可笑しいくらい、唐田は俺なんて眼中にない。
高梨のように理由をつけては近づいてくることもないし、会話はおろか視線すら一度も合わなかった。
少し自意識過剰だったらしい。
そんなふうに自分に呆れるのと同時に、逆に彼女のことを目で追ってしまうことに気づいた。

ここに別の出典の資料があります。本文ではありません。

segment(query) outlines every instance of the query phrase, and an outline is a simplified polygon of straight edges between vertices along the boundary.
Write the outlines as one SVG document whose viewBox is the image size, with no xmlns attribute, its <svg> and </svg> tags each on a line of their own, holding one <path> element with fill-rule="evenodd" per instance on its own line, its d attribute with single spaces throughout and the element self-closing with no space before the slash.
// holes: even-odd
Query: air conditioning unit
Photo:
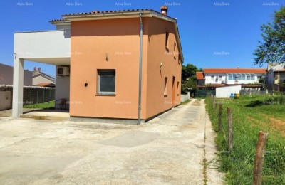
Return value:
<svg viewBox="0 0 285 185">
<path fill-rule="evenodd" d="M 58 67 L 57 75 L 59 76 L 69 76 L 69 67 Z"/>
</svg>

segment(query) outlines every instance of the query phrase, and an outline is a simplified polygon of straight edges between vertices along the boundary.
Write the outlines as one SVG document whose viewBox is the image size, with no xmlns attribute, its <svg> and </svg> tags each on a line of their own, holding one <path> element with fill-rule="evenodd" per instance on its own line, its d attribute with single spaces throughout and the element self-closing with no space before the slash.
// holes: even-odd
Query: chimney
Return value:
<svg viewBox="0 0 285 185">
<path fill-rule="evenodd" d="M 161 14 L 167 16 L 167 11 L 168 11 L 167 6 L 161 6 L 160 9 L 161 9 Z"/>
</svg>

いつ見ても、集中力を途切れさせずに全力で業務に没頭している唐田。
本当にミスが少ないし、手が空いた時はさり気なく周りのフォローに回っているのが覗えた。
俺のように無口で愛想が良いわけではない。
だけど誰に認められるわけでなくても、自分の仕事に打ち込み、日に日に成長していた。
そうか。俺と違うのは、彼女はこの仕事に愛情と誇りを持っているんだ。
「いつもありがとうございます」
業者との電話応対時の彼女は、電話越しの相手に向かっていつも最後にゆっくりと頭を下げる。
そして、密かに柔らかく微笑むんだ。
その笑顔は目を奪われるほど綺麗で、胸が高鳴るのを感じすぐに視線をPC画面に戻した。
何やってんだ、仕事中に。
彼女を見習って、俺も再び業務に専念する。
立て直してやろうじゃないか。
そしてこの部署を、もっと彼女が正当に評価され活き活きと働けるような環境に整える。
可笑しなモチベーションを得た俺は、その日からこの仕事に愛情を持てるようになったのだった。